Even in those instances where circumstances dictated that Teleman could loiter the aircraft over the target and select his objectives, someone had to decide what should be recorded, what must be searched for to make the picture complete, and handle the volumes of data that poured in, constantly interpreting, re-deciding and shifting objectives — and often targets. No computer could handle this job. Teleman was trained in the use of certain psychic energizer drugs of the amphetamine and lysergic acid families that could boost his body system output to fantastic heights in relation to normal physiological response. The LSD derivatives extended his powers of concentration and, through their hallucinogenic effect, made him feel that he was actually part of the aircraft. They also increased his comprehension and ability to deal with a multitude of facts in a very short time.

The amphetamines provided the same effect for his bodily responses, increasing his reaction time and slowing his time sense to compensate for the demands of the aircraft’s speed.

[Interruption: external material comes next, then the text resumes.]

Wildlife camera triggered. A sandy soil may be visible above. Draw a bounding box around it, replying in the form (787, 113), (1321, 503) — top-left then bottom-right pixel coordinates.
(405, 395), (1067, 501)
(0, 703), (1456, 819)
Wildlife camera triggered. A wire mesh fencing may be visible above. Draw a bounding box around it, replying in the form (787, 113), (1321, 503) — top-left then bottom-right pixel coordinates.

Teleman’s physiological and biochemical status was monitored constantly during the mission through a specially tailored system of instruments blended together to form the Physiological Control and Monitoring System. At the start of the mission, an intravenous catheter was inserted into the superior vena cava vein through a plug implanted surgically in his shoulder. A glass electrode was brought into intimate contact with his bloodstream at this nearest acceptable point to the heart. Through the electrode a series of minute pulses, set up by an electrochemical reaction with his blood, informed the computer continually of his body status. The computer was programed to receive inputs directly from various parts of the aircraft’s controlling instrumentation that, coupled with The in vivo status reports, determined the time and dosage of the drugs he received. If the instrumentation, directed by the flight plan or by instructions from Teleman, called for a state of physiologically alert and expanded consciousness, proper drugs were fed into his bloodstream through the catheter and his body responded accordingly. Because of the duration of the flights, often lasting six to seven days, when Teleman was not needed to respond to specific tasks, the computer instructed the PCMS to feed in barbiturate derivatives and he slept. Teleman had once calculated that at least 65 percent of all of his missions were spent sleeping. Although great pains had been taken to develop a high tolerance in Teleman to the drugs he was constantly being infused with, he was thoroughly poisoned by the end of a mission.